0 Replies Latest reply on Mar 30, 2016 9:03 AM by Scott Olswold

    Pharos Omega PS-150 and the DROWN Attack

    Scott Olswold Guide

      In the ever-changing world of IT Security, CVE-2016-0800 was released publicly on 1 March 2016. This bulletin describes the "DROWN" attack (https://drownattack.com/) and compromised systems. The Pharos Omega PS-150's latest available firmware includes an OpenSLL implementation that is "at risk" for the DROWN attack. In an effort to mitigate any risk to your organization's, and patrons', security, we have made available a firmware release, version 2.2.2 Revision 11651, that implements OpenSSL 1.0.2g. Please find the link below to download a copy of this firmware for use on your PS-150 units. This link is "live" until 29 May 2016. After the 29th, please contact Pharos Customer Support for a new link.

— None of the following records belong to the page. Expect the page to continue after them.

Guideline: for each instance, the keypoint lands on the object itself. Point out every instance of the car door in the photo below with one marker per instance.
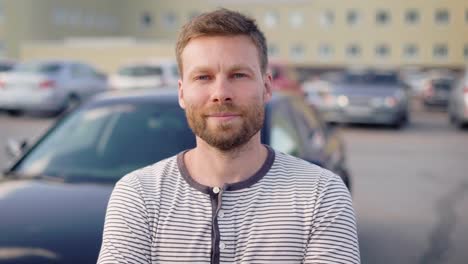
(311, 132)
(283, 134)
(78, 81)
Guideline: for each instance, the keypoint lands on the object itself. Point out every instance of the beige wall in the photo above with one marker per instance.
(33, 20)
(105, 56)
(311, 35)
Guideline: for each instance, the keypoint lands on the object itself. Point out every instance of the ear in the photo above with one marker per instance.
(267, 82)
(181, 94)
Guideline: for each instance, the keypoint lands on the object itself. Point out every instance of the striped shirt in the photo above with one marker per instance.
(290, 211)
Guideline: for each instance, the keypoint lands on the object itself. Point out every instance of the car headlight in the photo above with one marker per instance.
(342, 101)
(377, 102)
(390, 102)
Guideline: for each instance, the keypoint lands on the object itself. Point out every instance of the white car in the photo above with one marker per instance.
(458, 102)
(146, 75)
(48, 86)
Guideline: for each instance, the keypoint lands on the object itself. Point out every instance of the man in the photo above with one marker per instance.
(230, 199)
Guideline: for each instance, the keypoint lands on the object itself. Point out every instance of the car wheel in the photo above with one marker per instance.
(14, 112)
(457, 122)
(72, 102)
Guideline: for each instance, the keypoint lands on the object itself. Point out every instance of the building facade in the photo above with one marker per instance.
(325, 33)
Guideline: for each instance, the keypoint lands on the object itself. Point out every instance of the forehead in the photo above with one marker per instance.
(220, 51)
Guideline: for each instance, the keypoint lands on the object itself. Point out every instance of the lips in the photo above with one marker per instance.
(223, 116)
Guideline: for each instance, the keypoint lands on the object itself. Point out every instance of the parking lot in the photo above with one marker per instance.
(410, 186)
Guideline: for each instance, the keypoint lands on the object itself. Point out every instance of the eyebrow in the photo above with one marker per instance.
(235, 67)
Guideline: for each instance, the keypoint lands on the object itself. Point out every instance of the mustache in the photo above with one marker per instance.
(223, 108)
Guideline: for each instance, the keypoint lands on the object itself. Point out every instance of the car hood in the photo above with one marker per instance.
(51, 222)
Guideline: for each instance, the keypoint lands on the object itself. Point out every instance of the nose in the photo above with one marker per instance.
(222, 91)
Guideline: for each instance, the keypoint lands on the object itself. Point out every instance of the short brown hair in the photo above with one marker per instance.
(222, 22)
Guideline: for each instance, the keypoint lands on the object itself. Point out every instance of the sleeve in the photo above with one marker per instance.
(126, 236)
(333, 237)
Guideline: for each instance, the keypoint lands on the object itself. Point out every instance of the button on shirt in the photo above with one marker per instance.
(290, 211)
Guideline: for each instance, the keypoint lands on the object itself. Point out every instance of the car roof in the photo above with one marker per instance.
(161, 95)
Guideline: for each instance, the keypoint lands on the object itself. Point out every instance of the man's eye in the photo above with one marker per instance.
(238, 75)
(202, 77)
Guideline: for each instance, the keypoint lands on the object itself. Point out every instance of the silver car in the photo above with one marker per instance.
(458, 102)
(145, 75)
(371, 97)
(48, 86)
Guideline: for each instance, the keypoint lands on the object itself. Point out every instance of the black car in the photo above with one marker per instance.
(53, 199)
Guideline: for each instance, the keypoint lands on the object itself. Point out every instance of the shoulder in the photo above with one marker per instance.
(147, 178)
(294, 167)
(310, 176)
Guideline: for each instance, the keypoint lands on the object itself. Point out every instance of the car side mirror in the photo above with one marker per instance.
(15, 149)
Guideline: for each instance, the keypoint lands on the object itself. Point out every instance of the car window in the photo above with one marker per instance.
(175, 70)
(140, 71)
(80, 71)
(283, 134)
(107, 142)
(390, 78)
(36, 67)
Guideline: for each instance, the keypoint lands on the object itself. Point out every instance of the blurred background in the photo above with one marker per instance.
(390, 77)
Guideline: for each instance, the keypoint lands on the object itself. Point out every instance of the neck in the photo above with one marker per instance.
(212, 167)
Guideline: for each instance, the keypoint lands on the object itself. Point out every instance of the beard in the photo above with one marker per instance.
(226, 136)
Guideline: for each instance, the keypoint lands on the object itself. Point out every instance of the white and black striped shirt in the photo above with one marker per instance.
(290, 211)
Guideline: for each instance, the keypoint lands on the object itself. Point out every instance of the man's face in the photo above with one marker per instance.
(223, 90)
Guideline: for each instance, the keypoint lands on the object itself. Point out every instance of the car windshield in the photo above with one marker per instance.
(442, 84)
(104, 143)
(140, 71)
(36, 67)
(385, 79)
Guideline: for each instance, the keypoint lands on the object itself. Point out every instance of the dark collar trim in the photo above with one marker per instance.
(228, 187)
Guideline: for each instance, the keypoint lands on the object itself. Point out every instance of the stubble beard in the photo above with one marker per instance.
(226, 137)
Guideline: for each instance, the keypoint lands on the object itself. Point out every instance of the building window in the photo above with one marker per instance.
(169, 20)
(297, 52)
(440, 51)
(74, 18)
(296, 19)
(410, 51)
(271, 19)
(412, 17)
(465, 52)
(193, 14)
(382, 51)
(382, 17)
(60, 16)
(442, 17)
(352, 17)
(146, 20)
(353, 51)
(1, 9)
(2, 50)
(273, 50)
(326, 18)
(325, 51)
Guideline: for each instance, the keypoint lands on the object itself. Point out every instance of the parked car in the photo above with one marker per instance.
(53, 199)
(458, 102)
(367, 97)
(415, 79)
(436, 90)
(285, 77)
(146, 75)
(49, 85)
(6, 65)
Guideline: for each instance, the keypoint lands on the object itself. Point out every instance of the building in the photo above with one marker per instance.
(320, 33)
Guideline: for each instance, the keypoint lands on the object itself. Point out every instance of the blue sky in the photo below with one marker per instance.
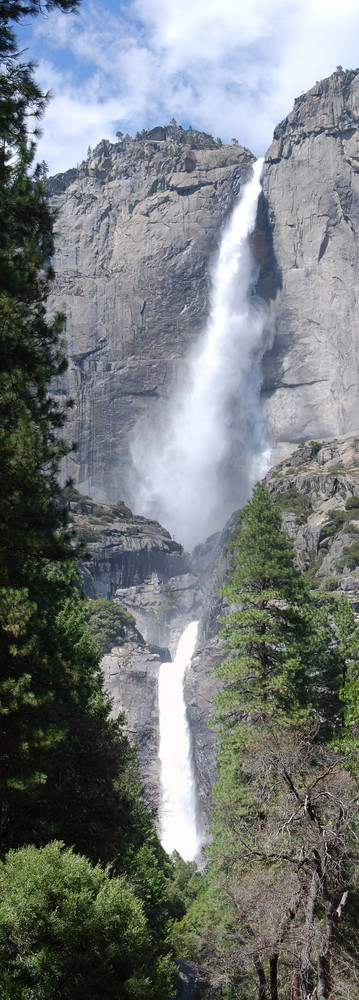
(229, 67)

      https://private.filesanywhere.com/pharos/fs/v.aspx?v=8970638f61666ea97267

      Instructions for upgrading the firmware on the PS-150 is inside the general documentation that comes in the downloaded package. After downloading the zip file please right-click on the .ZIP file prior to extracting it, select Properties > General TAB and if the file is blocked please click the unblock button.

      NOTE: The current Omega PS-200 firmware found on the main page of the "iMFPs, Omegas, & Sentry" Community place also protects against DROWN.